DILEMMAS OF CHOICE
'God became a human being in order that human beings might become God'. (St.Irenaeus 130-200 A.D.) Here Irenaeus lays out the real depth of not only our potential journey, but more importantly, our earthly responsibilities. So linking with Meister Eckhart's ' each of us, is but a distant mirror of the Creator'. These two signposts can help us to welcome life with an expansive sense of joy, yet being equally activated through our imaginations and interests, to get involved as best we can in the whirl of daily life. But this needs us to harness our will to effect. This is a combination of reason, emotions and deliberation whereby we decide that action will be both good and appropiate.

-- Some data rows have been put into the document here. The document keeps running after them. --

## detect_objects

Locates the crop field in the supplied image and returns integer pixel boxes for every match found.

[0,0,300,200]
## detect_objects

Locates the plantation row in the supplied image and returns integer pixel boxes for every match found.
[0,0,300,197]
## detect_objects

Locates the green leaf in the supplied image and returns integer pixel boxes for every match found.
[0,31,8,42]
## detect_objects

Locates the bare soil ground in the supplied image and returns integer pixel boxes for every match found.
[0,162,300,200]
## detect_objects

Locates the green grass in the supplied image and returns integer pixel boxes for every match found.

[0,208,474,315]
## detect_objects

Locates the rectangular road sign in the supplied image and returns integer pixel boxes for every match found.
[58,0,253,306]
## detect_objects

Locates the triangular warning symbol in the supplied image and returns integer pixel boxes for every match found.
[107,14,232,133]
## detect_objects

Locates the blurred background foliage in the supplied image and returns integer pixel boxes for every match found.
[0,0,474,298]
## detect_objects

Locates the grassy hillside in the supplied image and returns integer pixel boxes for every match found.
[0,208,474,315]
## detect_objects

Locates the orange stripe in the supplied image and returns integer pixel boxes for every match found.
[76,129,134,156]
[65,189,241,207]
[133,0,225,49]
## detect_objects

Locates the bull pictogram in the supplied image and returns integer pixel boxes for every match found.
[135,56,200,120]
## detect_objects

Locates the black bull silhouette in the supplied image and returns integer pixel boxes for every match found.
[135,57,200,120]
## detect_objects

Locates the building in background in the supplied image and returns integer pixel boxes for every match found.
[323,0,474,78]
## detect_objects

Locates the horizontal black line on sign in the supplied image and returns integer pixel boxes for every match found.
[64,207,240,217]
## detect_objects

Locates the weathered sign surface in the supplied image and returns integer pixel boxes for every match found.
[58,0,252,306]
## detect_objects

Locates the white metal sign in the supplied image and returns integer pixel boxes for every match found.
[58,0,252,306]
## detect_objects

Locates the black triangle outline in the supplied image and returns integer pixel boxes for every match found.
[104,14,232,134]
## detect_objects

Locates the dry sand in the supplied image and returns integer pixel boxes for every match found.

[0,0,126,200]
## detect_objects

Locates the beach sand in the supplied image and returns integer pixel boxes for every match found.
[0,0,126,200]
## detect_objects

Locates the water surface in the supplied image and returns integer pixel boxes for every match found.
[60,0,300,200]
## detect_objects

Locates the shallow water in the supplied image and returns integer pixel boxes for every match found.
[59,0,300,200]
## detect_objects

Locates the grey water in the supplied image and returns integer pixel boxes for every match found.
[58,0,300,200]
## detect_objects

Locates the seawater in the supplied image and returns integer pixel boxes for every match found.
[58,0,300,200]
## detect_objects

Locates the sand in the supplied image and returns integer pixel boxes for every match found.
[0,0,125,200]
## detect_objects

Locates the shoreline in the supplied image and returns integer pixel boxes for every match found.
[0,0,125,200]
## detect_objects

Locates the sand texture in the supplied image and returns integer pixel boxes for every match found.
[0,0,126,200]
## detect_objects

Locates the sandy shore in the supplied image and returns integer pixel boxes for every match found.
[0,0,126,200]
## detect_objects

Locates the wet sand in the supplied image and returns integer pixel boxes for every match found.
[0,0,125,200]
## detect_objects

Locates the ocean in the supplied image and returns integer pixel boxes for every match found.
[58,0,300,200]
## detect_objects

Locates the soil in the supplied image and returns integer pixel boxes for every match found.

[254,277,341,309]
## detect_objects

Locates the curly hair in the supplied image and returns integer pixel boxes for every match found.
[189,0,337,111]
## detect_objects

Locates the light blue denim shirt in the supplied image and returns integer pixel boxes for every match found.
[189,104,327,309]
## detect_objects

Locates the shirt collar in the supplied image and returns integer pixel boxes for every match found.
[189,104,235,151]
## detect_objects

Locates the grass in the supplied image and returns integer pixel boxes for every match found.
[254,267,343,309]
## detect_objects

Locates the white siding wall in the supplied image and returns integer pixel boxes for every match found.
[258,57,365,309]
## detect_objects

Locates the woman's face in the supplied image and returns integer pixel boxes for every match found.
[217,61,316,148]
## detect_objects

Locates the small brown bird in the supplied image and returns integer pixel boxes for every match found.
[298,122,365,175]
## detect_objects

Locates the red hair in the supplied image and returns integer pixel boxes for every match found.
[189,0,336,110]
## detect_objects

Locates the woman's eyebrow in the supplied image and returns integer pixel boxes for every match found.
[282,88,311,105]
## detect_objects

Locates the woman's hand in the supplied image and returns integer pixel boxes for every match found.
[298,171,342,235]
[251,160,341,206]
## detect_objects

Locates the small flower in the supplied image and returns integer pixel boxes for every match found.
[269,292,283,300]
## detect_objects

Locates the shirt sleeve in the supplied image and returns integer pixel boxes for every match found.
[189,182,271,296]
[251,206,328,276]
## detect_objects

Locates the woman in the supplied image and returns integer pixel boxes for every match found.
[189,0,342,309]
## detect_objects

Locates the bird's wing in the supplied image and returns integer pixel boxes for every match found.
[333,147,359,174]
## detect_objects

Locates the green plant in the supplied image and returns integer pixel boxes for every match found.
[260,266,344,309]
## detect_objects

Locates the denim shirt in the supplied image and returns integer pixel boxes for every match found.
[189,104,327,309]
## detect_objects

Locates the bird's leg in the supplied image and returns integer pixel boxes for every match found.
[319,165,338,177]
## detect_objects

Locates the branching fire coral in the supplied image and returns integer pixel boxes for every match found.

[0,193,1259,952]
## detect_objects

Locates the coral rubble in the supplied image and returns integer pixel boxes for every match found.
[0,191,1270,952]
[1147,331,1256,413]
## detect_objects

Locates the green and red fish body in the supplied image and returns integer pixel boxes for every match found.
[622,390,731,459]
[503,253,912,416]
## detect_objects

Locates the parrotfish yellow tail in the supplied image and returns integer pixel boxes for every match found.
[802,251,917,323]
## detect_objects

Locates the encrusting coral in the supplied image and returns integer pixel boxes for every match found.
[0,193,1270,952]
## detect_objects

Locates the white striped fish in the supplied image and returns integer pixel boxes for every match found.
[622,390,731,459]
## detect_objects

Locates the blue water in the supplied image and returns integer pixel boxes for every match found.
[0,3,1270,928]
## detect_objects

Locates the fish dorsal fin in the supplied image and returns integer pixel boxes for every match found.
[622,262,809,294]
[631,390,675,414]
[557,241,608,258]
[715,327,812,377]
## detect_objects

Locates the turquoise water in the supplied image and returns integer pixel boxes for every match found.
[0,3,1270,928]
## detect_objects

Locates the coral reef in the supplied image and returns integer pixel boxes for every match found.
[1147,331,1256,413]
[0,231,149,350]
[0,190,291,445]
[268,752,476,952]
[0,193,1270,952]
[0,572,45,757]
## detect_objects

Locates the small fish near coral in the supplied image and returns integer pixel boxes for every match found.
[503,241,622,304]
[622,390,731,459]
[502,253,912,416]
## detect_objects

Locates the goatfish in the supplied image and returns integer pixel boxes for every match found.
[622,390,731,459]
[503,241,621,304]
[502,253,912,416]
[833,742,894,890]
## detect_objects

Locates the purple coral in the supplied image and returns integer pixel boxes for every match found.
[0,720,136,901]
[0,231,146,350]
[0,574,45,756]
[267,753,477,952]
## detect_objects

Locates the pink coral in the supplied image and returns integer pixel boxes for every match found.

But as St.Thomas Aquinas points out, 'We compulsively will total happiness, the perfect state in which every good is gathered together'. This very powerful statement with its global application to every single stage of human activity, ( e.g.resetting our prejudices to a more reasoned, compassionate understanding; or in the case of Boko Haram in Nigeria, balancing both the application of justice to redress the missing school girls, but also seeking answers as to why the kidnappers are as they are).
So we have a gradation of will, going from our daily applications of choice and determination to the ultimate sense of an innate disposition to see things as good and appropiate. Such a level is of course in the stratosphere for most of us, but like Everest, we can set our sights on it. Otherwise we languish in the dark. St.Augustine in his pre-Christian days, said that 'I stole things for the desire of stealing and for the sin, but now I realise on reflection that there was nothing there to see.' A reminder of how easy it is to be attracted to the dark.
We have minute by minute endless horizons of potential choice. Some of us over-excitedly re-act, others flee, others reflect before deciding. Let us not forget the symbolism of Everest here. Thank you, Tom Baxter.